Rhys’s breathing had become shallow, his hands clenched into fists.


"I intervened," Father Caelen continued. "Poured so much of my essence into healing Rhys that I nearly died myself. Spent three days unconscious. When I woke, Queen Morvanna had already begun her campaign against me."


"She tried to kill me as an infant," Rhys said, his voice barely above a whisper. "And you stopped her."


"I saved a child’s life," Father Caelen corrected gently. "Whether the illness was natural or induced, I couldn’t prove. But the timing was convenient. A bastard prince, born of the king’s affair, suddenly dying of a mysterious illness? It gave the Queen the perfect opportunity."
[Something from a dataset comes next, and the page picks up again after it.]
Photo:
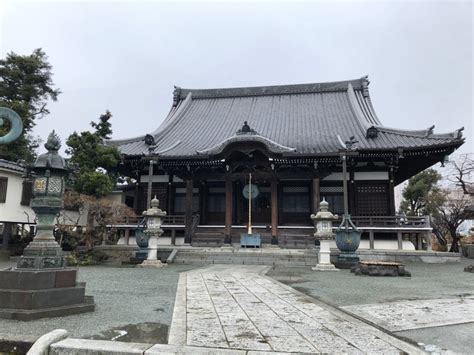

"To remove you before you could reveal what really happened," Lyra said, understanding dawning.


"Precisely," Father Caelen confirmed. "She turned the court against me. Spread rumors about dark magic and human corruption. Made nobles question my loyalty, my methods, my very presence near the King. Within a year, I was exiled from Caeloria on pain of death."


Slyph’s voice was soft but carried anger. "The greatest buffer to ever serve the elven throne, cast out because he dared to save a child’s life."


"And now you serve the Kaisers," Rhys said, his voice carrying wonder mixed with guilt. "You saved my life, lost everything because of it, and now you serve someone else."


"I serve Jack Kaiser by choice," Father Caelen replied, his tone firm. "He freed me from constraints I’d carried for decades. Gave me purpose beyond hiding from those who would see me dead for political convenience. I don’t regret saving your life, Rhys. I regret that doing so cost me the ability to protect you from what came after."


The carriage had grown silent except for the sound of wheels on dirt road and horses’ hooves striking ground in a steady rhythm.


Jack processed everything he’d just learned. Father Caelen wasn’t just a skilled healer and priest. He was a legendary buffer who’d served an Elf King, who’d been exiled for saving Rhys’s life, who’d been hiding his true identity for years to avoid assassination by Queen Morvanna’s agents.


And he’d chosen to serve Jack, not through binding or contract, but through genuine loyalty.


"So the Queen hates you," Jack said to Rhys, "because you’re living proof that Father Caelen stopped her plans. That someone cared enough to defy her will and save you."


"Which makes me doubly unwelcome," Rhys replied. "Not just a bastard, but a bastard whose existence cost the court their greatest military asset."


"It also means," Jack continued, his tone carrying certainty, "that when you take the throne, one of your first acts should be recalling Father Caelen from exile. Restoring his name and his position."


Rhys’s eyes widened. "When I... Jack, we discussed making me legitimate, giving me a claim to succession, but actually taking the throne is..."


"Inevitable," Jack interrupted. "If you’re going to be acknowledged as heir, you’ll eventually rule. And when you do, you’ll have the authority to undo what Queen Morvanna did. To bring Father Caelen home."


Father Caelen shook his head gently. "I have no desire to return to court politics, Jack. That life is behind me."


"But your name could be cleared," Jack insisted. "Your reputation restored. The people who exiled you could be made to acknowledge they were wrong."


"Revenge is a hollow goal," Father Caelen replied. "I’m content serving where I’m valued. But I appreciate the thought."


Lyra had been watching the exchange with fascination. "You’re all so... connected. Jack helping Rhys claim his birthright, Father Caelen protecting you both, everyone working toward goals that benefit each other. It’s nothing like how Aurelius operates."


"That’s because we’re not tools to each other," Jack said. "We’re allies. Maybe even something more than that."


The bracelet pulsed again at Lyra’s smile, and Jack closed his eyes, retreating back into false meditation.